SOME STATES ARE CLOSE
But battles for several other state legislative chambers, contested in scores of individual districts, are imminent. In Texas, for example, some Republicans after studying new population data recently predicted their party will pick up as many as 10 Democratic seats through redistricting. Democrats said the GOP was reading too much into the numbers. Nevertheless, Democrats will try mightily to defend their eight-seat margin in the state House and to overcome a one-seat GOP margin in the Senate.

In North Carolina, where Democrats comfortably control the Legislature, Republicans are aiming next year to succeed Democratic Governor James Hunt, who is term-limited. Kentucky Republicans want to protect their first-ever majority in the Senate, which they won recently when two Democrats switched parties. Arizona Democrats must overcome a two-seat GOP advantage in the Senate to direct remapping.

"Our goal is to have a net gain of seats and chambers," said Kevin Mack, executive director of the Democratic Legislative Campaign Committee. "It's a part of every meeting and every targeting strategy.

People are trying to figure out whether we have a strategic advantage or if Republicans have a strategic advantage. It's on everybody's minds."
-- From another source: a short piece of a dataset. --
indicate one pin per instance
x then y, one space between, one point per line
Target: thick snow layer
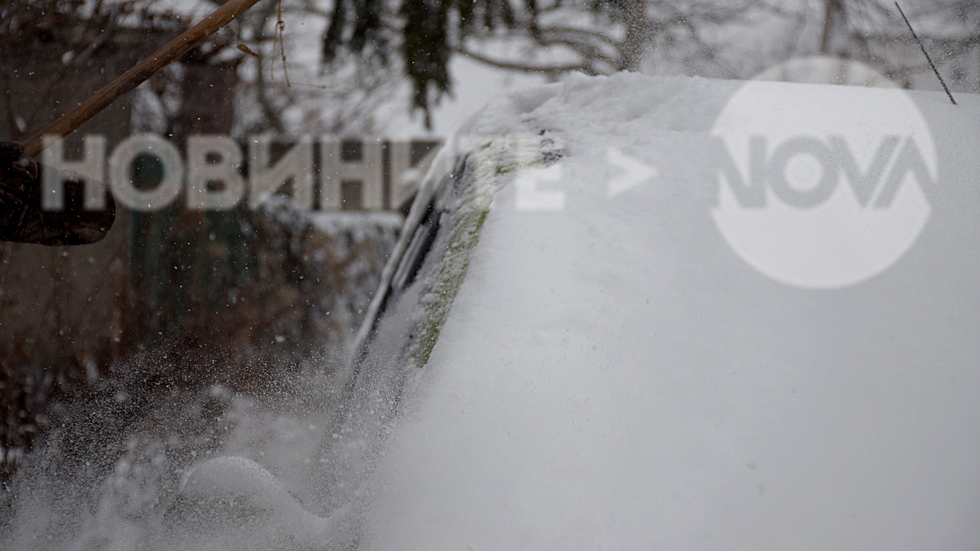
614 375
Meanwhile in Pennsylvania, Perzel has publicly threatened to halve the ranks of Democrats in the state's congressional delegation if the state House remains in GOP hands next year. That delegation now contains 10 Republicans and 11 Democrats. (The state could lose two congressional seats after the 2000 census.)

"Mr. Perzel will do everything he can, legally, to give Republicans whatever advantages are available. That's the nature of politics," said spokesman Drachler.
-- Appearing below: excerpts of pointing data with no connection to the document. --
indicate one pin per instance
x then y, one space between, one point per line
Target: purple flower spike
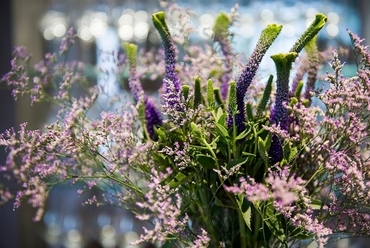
169 50
152 116
267 37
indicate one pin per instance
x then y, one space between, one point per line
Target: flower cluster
218 160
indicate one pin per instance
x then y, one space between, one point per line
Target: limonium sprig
217 166
152 116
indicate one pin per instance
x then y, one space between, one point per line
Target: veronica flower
267 37
279 115
283 62
313 62
221 35
169 49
Conversely, Democrats need only a net gain of two seats in the Pennsylvania House to take control and thwart Perzel's plans. "At the very least, we would have a seat at the bargaining table," Veon said. "That would give us the necessary leverage to ensure that we would be able to protect most, if not all, of the Democrats."

To achieve his goal, Veon has pleaded for more money and resources from national Democratic officials, who are somewhat preoccupied with bigger battles.

"Everyone understandably gets involved with what's in front of them, and that's naturally the 2000 congressional elections," Veon said. "It's hard for them to take a step back and focus on the state legislative elections." But with the partisan margin in the U.S. House so narrow, he added, "to lose four or five Democratic seats in Pennsylvania, just from redistricting, would be a very hard burden to overcome [in other states] in the 2002 election."

Herbert A. Sample is a reporter in the Washington bureau of the Sacramento Bee.

© 1999, National Conference of State Legislatures. All rights reserved.


Drawing the Lines in California

One of the most significant issues before California voters in their primary election March 7, 2000, is an initiative that would shift legislative and congressional redistricting from the hands of the Legislature to the state Supreme Court.

The proposed amendment to the state constitution would place the initial authority for drawing new district lines in the hands of the court. The lines would then be put before state voters for final approval. If the amendment is approved, California would become the only state where another branch of government has the sole authority to redraw legislative lines. It would also be the only state where voters would have to approve the district lines.

The proposal does not say what would happen if voters reject the court's proposed lines although it is safe to assume that massive litigation would ensue to sort out the problem.

The redistricting proposal also carries a provision to cut legislative pay and per diem. Legislative pay increases would then have to be recommended by a commission, approved by a roll call vote of the Legislature and finally approved by California voters in a statewide ballot.

Following the census in 2000, five states will have a commission draw their new congressional district lines. In 11 states, a board or commission has primary authority to draw new legislative districts. In addition to the ballot proposal slated for the California election in March, initiatives are circulating in Arizona and Florida to take redistricting out of the hands of the legislatures and place it in the hands of a commission.